Labels and Lists

In response to Reactor’s new survey to find “The most iconic speculative fiction books of the twenty-first century“, Gautam Bhatia noted that it put him in mind of Joseph Andras’s comment, on declining the Prix Goncourt, that “competition and rivalry are notions foreign to writing and creation.” This is noble and true as far as it goes, but insofar as writing and creation take place under capitalism, competition isn’t going to leave them alone, and insofar as people like to have ways of making sense of things that have happened, neither is the urge to canonise. There are more and less mature ways to engage with canon-forming activities – I admire, for instance, ML Clark’s recent review-essay about the 2024 Le Guin Prize for its refusal to pick a winner, even as I myself am never able to resist that temptation when considering a shortlist – but refusing to engage seems to me only to cede terrain that others will happily claim. So, to the Reactor project.

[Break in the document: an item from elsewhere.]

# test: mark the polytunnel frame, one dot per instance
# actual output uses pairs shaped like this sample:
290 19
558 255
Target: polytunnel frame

For some years now, the preferred mode of engagement in this sort of activity among sceptics has been to disavow the word “best”, because of its implicit claim to authority, in favour of terms like “favourite”, or “influential”; so to my mind one of the interesting things about Reactor’s project is its use of “iconic”. For a book to be a favourite, all that matters is that I like it, without regard to its popularity; and for a book to be influential, all that matters is that it has had popular reach, regardless of whether I like it. Asking for iconic books, I think, sets a higher bar; an iconic book must be popular enough to be known, perhaps not by a mass audience, but by enough people to have had influence, and it must also be worthy of that status, to have some qualities that elevate it beyond mere popularity. Many of the suggested examples in Reactor’s initial post, based on a survey of authors and picks by the website’s staff, do seem to me to meet that bar. A few that jump out at me are The Fifth Season by NK Jemisin, Jonathan Strange & Mr Norrell by Susanna Clarke, Ancillary Justice by Ann Leckie, The Three-Body Problem by Cixin Liu, Cloud Atlas by David Mitchell, Magic for Beginners by Kelly Link: not all of these are absolute favourites of mine, although several of them are, but all of them are easy to recognise as landmarks if you’re drawing a map of the last twenty-five years of sf.

Or at least a map of certain parts of the last twenty-five years of sf. The real story of any exercise of this sort is the parameters that shape it, and in this instance the result is clearly going to be a US view of the field, simply by dint of Reactor’s location and audience. The preliminary survey is as well: by my count, 70% of the authors invited to participate are American, of those with a career of at least 10 years, 76%. There are a couple each from Canada, Australia, the UK, and Singapore, and then you get into countries with just one representative: New Zealand, India, Sri Lanka, a few others. From this list I can’t claim that British writers are as marginalised as some other countries, of course, but still: I spy only four books by British writers on this preliminary list, Ishiguro and Abercrombie in addition to Mitchell and Clarke, and I’d like to think the UK has a slightly deeper bench than that. (Particularly striking that Abercrombie is the only British author published by a genre publisher to make an appearance.) I guess I’ll have to decide how parochial I want to be with my selections when I vote. Vajra Chandrasekera, breaking down his picks, noted that he chose a number of them because they are “particularly iconic from a global south perspective, most particularly a south asian one”, and describes one of them, Kuzhali Manickavel’s Insects Are Just Like You And Me Except Some of Them Have Wings, in terms that remind me of the infamous description of the the Velvet Underground’s first album: not that many people read it, but a disproportionate number of the ones who did were changed by it. That’s the sort of pick that’s lost in aggregation, and even if the aggregate is something I’m interested in, I hope Reactor thinks about how to highlight picks like that when they share the final results.